The Maistik Spec Kit workflow is a structured pipeline. Each step produces a Markdown artifact that feeds the next. You can enter at any point — not every project needs every step.

Auto-Reconciliation

After every spec-modifying command (steps 1-5), /speckit.reconcile runs automatically. It scans all existing artifacts for conflicts with your changes and asks you to resolve any contradictions before proceeding. Learn more.

Step 1: Constitution

Command: /speckit.constitution

The constitution defines your project's immutable principles. These guide every subsequent decision — from spec writing to code generation.

bash
/speckit.constitution
  Code quality: all functions must have tests.
  Performance: pages must load under 2 seconds.
  Security: all inputs must be validated.
  UX: follow WCAG 2.1 AA accessibility standards.
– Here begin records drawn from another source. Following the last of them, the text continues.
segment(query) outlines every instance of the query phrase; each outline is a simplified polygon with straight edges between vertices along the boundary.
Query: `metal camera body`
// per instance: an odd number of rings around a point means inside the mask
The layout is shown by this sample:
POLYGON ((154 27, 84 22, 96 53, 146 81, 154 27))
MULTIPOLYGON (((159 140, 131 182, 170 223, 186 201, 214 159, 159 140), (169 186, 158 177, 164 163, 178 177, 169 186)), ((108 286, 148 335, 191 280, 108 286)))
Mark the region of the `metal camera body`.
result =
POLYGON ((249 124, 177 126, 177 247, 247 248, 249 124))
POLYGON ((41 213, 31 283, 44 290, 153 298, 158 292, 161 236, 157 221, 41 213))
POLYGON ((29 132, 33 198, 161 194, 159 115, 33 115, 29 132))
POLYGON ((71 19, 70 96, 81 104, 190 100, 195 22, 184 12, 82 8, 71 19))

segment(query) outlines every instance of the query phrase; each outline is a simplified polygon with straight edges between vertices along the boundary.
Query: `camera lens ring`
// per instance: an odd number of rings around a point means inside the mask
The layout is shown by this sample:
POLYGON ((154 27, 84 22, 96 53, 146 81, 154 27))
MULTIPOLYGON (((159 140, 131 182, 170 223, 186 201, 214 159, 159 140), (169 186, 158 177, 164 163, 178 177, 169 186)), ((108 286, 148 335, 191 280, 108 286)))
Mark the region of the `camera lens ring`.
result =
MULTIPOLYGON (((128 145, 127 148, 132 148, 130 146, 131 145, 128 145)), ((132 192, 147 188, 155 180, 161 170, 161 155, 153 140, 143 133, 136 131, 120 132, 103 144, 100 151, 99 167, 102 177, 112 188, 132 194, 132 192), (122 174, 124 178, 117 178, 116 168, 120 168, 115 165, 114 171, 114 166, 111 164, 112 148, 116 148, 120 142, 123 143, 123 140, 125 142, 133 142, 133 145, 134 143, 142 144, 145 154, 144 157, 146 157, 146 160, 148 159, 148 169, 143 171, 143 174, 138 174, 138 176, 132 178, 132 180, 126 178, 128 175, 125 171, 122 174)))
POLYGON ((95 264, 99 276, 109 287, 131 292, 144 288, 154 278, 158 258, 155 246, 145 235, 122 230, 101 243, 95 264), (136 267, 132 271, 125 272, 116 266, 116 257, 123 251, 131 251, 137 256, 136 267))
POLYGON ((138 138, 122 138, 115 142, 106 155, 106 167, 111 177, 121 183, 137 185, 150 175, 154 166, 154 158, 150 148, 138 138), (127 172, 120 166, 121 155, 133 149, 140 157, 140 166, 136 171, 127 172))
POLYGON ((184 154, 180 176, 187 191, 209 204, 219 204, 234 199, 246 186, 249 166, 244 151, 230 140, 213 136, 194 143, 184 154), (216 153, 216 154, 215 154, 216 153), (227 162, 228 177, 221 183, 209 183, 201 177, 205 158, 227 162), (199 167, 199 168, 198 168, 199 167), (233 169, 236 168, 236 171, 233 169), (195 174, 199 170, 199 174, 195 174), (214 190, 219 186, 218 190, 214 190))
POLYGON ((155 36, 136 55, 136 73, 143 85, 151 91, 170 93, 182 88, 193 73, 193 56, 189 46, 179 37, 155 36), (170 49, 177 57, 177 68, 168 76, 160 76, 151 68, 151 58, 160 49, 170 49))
Output: .specify/memory/constitution.md

The AI will walk you through defining principles interactively. You can also provide them as a prompt.

TIP

Run this once at project start. Update it as your team learns — the /speckit.refine command will flag specs that drift from updated principles.

Step 2: Branding (Optional)

Command: /speckit.brand

Define your product's visual identity: colors, typography, spacing, shadows, motion, and iconography.

bash
/speckit.brand Modern SaaS product with teal primary color, clean typography, 4px spacing grid

Output: .specify/branding/branding.md + .specify/branding/tokens.json

The branding spec becomes context for all /speckit.design runs — components reference these tokens.

Step 3: Infrastructure (Optional)

Command: /speckit.infra

Plan your full development and production stack. The command scans existing artifacts (Docker Compose, Helm charts, CI/CD config) and pre-fills the spec.

bash
/speckit.infra Docker Compose for dev with PostgreSQL and Redis, Kubernetes with Helm for production

Output: .specify/infra/infra.md

Covers:

  • Development environment (Docker Compose services, env vars, feature flags)
  • Production environment (Kubernetes deployment phases, Helm charts, auto-scaling)
  • Data layer (databases, caching, message brokers, backups)
  • CI/CD pipeline (stages, jobs, container registry, deployment strategy)
  • Observability (logging, metrics, tracing, alerting)
  • Disaster recovery (RPO/RTO targets, recovery procedures)

Step 4: Specify

Command: /speckit.specify

The core of SDD. Describe what you want to build — focus on the what and why, not the tech stack.

bash
/speckit.specify
  Build a team task management app. Users can create projects, assign tasks,
  drag tasks between kanban columns. Five predefined users, no auth for v1.
  Comments on tasks, assignee highlighting, mobile-responsive.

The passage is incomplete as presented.